Director: R. Madhavan

Cast: R. Madhavan, Suriya, Simran, Ravi Raghavendra

Language: Tamil / Hindi

We all know the life of Nambi Narayanan, the controversial ISRO scientist who has been in the news, unfortunately not much for his achievements but for this rather dramatic arrest in a foisted espionage case. Narayanan’s story spanned decades and his fight with the law resulted in him finally being exonerated of all spy charges and even being given compensation by the Supreme Court and the Kerala government. Rocketry: The Nambi Effect attempts to give Nambi’s side of the story into not just the espionage case but also to ISRO and Indian space research. The movie tries to shed light on his contributions and achievements in an attempt to not reduce the scientist’s life to a controversy. It is a story that needs to be told. Does it succeed? Unfortunately, not much.

Written and directed by R. Madhavan, Rocketry follows the life of the scientist from his doctoral days in Princeton University and his various prestigious contributions to the field of aerospace engineering in India. With words like ‘solids’, ‘liquids’ and ‘cryogenics’ floating around, the screenplay does little to help us understand or even fathom the extent of Narayan’s contributions. The first half seems like a patchy attempt at a Science class, and scenes are quite randomly stitched together to make us feel in awe of Mr. Narayanan’s stellar contributions to ISRO. It is quite a task to pick the right achievements (from an array) of a scientist like Narayanan. And Madhavan manages to do that. But the treatment of these achievements on the big screen sticks out like a sore thumb. Huge diplomatic nuances are reduced to a dinner-table conversation. In the film, Nambi Narayanan manages to secure a deal worth 400 million pounds from Colonel Cleaver, the then CEO or Rolls Royce – all over dinner.

Madhavan takes on the titular role and he does justice to it. The first half doesn’t do much to his acting chops. In the second half, we actually get to see the few good moments in the movie. When a false espionage case is foisted on Nambi, the police physically assault him and his family is traumatised and alienated. Madhavan aces these sequences, and for a few moments, we can begin to understand the extent of injustice doled out to Narayanan. The drama is high (as it was in real life) but the scenes from Russia, and France were again amateurish and the panchang reference left me in splits. There is a particularly hilarious scene in USSR where Nambi and other scientists race off into the snow-clad mountains trying to get parts of a rocket out of the country with Americans following them.

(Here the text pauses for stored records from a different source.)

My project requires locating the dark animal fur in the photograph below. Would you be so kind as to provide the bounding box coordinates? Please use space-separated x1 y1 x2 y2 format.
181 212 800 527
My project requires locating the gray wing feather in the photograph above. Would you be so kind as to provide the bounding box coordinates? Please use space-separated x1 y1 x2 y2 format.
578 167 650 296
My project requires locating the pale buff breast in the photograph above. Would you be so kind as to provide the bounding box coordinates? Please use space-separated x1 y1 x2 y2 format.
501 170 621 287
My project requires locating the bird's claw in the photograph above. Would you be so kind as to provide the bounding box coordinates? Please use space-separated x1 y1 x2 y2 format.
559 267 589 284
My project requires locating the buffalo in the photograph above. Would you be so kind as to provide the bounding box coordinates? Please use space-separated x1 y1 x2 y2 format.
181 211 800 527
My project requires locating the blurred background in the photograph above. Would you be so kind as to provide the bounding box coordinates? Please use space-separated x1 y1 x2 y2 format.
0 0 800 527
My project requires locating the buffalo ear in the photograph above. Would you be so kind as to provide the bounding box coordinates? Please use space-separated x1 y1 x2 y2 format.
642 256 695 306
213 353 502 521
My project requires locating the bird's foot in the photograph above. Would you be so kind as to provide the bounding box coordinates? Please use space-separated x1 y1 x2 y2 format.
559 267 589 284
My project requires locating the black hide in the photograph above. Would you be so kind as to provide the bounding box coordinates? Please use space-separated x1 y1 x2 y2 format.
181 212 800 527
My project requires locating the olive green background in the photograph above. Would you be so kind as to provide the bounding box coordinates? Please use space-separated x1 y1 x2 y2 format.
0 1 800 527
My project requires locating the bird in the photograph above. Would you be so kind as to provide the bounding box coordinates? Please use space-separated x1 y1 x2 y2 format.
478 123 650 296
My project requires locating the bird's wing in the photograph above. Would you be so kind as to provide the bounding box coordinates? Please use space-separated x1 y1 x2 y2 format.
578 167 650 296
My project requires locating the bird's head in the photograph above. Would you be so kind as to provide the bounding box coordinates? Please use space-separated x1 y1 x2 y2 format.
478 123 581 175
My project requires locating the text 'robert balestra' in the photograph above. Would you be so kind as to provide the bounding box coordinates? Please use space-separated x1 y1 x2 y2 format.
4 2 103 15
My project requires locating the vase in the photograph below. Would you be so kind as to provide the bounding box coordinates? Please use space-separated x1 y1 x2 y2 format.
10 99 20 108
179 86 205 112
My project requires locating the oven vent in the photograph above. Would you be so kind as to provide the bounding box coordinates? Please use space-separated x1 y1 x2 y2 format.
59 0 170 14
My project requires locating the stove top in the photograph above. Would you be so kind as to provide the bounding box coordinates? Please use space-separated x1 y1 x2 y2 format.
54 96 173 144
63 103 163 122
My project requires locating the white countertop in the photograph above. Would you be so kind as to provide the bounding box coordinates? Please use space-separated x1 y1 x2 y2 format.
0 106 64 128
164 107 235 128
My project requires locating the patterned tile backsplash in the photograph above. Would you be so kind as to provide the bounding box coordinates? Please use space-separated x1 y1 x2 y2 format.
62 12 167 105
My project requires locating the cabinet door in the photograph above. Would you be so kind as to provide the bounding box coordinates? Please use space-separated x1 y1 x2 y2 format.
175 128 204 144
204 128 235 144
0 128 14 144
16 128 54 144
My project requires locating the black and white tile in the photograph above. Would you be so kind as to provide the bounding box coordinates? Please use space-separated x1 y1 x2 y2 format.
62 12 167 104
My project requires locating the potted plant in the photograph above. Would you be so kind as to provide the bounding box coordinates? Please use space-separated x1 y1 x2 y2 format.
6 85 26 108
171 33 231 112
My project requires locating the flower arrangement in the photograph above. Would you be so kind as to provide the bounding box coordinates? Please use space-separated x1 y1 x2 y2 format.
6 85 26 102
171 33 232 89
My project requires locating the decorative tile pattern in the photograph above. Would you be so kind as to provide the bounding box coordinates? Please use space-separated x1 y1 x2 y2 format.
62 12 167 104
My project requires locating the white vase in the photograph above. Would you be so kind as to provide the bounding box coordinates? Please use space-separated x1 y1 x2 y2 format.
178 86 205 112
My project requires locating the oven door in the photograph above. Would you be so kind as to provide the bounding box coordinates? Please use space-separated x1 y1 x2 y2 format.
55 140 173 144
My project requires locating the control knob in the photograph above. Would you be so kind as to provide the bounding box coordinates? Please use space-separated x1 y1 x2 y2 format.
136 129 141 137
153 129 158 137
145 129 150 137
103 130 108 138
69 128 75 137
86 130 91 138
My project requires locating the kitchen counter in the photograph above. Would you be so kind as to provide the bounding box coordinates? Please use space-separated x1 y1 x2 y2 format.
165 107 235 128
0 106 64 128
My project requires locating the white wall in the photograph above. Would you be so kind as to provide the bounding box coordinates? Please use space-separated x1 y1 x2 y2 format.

Other performances by Karthik Kumar as the CBI officer and Simran as Nambi’s wife, are reasonably well done. Suriya makes the customary appearance as the interviewer in awe of Nambi. But like I said, none of it works well on the big screen without a solid screenplay to tie it all together. Kudos to Madhavan for picking this story for his directorial debut. Good intentions and the real life protagonist are the few good things that work in Rocketry: The Nambi Effect.